Brian Wallheimer | December 21, 2016
Two faculty members and former chairs who were instrumental in the development of the Department of Film, Television, and Theatre are taking their final bows.
Fellow of the Medieval Institute, Mark Pilkinton, who expanded the department in the 1980s and pushed for the building of the DeBartolo Performing Arts Center, retired this summer. Donald Crafton unified the department during his tenure as chair and expanded it to include film and television studies. He will retire after the fall semester.
“Mark was really the founding father of the department. We wouldn’t be here today without his steadfast efforts,” said James Collins, professor and chair of the department. “Don came in later and said, ‘If we’re going to pursue excellence, this is how we’re going to do it.’ He set the bar higher for all of us.”
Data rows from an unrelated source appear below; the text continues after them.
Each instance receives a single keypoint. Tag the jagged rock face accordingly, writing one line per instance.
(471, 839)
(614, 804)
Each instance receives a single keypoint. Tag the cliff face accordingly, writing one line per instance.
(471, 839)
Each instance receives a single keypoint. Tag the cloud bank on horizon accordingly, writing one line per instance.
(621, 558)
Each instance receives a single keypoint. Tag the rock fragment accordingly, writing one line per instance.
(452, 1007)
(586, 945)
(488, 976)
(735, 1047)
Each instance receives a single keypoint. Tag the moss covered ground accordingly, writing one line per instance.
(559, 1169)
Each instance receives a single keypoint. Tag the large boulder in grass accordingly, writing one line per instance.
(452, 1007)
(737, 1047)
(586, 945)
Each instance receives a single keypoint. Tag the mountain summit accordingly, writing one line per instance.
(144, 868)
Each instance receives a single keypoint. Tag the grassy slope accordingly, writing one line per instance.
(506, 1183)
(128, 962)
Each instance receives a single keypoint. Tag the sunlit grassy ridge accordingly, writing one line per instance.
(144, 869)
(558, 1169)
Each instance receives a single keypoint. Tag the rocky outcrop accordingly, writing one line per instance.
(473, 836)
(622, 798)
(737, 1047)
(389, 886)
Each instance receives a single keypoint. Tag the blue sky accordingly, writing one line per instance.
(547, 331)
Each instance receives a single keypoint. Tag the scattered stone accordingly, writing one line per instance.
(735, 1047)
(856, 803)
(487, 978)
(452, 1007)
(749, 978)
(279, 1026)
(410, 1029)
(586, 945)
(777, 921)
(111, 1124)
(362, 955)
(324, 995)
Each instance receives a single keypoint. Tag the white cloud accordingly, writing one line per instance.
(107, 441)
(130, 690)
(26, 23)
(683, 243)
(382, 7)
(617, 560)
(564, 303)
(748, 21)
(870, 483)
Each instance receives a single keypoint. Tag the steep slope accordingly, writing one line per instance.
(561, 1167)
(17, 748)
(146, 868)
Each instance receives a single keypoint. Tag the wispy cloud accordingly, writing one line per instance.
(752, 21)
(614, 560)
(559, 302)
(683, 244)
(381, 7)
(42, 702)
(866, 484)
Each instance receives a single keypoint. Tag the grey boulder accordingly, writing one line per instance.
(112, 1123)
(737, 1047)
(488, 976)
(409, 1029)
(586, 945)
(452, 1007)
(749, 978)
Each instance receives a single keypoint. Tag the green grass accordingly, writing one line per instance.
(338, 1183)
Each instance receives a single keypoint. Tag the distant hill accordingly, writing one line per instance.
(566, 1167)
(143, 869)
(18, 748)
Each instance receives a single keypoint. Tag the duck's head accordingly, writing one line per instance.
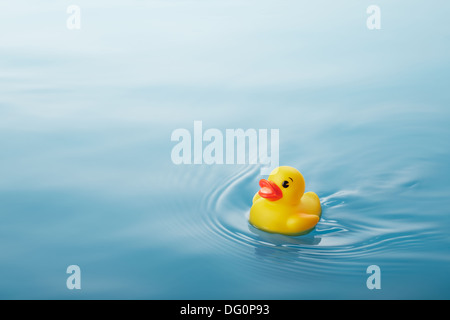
(285, 184)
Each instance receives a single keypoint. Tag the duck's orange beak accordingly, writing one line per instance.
(269, 190)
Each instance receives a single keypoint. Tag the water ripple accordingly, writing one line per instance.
(336, 244)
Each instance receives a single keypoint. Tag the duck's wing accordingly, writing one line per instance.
(300, 222)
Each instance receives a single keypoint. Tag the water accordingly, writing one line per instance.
(87, 178)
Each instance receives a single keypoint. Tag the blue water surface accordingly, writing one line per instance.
(87, 178)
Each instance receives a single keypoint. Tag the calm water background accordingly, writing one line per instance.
(86, 176)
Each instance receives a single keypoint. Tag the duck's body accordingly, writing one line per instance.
(282, 207)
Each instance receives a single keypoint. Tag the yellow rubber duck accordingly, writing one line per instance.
(281, 206)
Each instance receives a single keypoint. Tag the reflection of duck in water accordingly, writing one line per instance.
(281, 206)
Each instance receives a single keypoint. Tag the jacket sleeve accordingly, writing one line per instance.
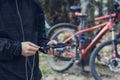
(9, 49)
(42, 38)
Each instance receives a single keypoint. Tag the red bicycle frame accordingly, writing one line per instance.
(105, 27)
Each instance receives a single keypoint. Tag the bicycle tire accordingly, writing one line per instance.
(66, 61)
(99, 66)
(58, 26)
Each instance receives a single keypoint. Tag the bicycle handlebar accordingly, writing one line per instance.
(57, 47)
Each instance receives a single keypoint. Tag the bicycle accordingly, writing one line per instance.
(75, 46)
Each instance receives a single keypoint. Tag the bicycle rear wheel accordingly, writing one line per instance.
(62, 62)
(103, 66)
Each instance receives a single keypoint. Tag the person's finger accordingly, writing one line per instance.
(52, 42)
(33, 49)
(33, 45)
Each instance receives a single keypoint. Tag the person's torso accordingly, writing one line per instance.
(17, 22)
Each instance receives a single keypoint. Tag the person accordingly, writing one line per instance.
(22, 33)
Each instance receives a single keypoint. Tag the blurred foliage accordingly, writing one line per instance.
(59, 10)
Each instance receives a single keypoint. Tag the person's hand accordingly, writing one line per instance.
(52, 51)
(29, 48)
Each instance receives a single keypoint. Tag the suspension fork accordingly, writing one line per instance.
(114, 44)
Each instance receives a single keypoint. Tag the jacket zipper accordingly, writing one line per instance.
(21, 23)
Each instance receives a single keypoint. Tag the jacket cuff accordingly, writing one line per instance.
(18, 49)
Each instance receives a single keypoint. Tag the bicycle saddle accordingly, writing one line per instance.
(75, 8)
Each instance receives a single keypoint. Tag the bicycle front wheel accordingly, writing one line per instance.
(62, 62)
(103, 66)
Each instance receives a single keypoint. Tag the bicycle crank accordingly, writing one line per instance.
(114, 64)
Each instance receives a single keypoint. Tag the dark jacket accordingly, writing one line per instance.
(20, 20)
When Pilkinton came to Notre Dame as department chair in 1984, there was no theatre being performed on campus. Shows had been moved to the St. Mary’s College campus some time before.
His charge was to bring the program back to Washington Hall, the historic building that had housed theatre at Notre Dame since 1882. And he did that, while also setting a new direction for how students function within the program—a hallmark of Notre Dame’s theatre productions ever since.
Kevin Dreyer, associate professor and director of theatre, said the program had been caught up in “theatre of human sacrifice.” Students worked into the wee hours of the morning—allowing classes, their sleep and other activities to become secondary and, in some cases, to suffer.
“Mark came in with the attitude that these are students first and actors second,” Dreyer said. “If we do not stop our rehearsals at a reasonable hour, when are they supposed to do their studies, to be the students they came in here to be? That right there shaped a great deal of the nature of the department.”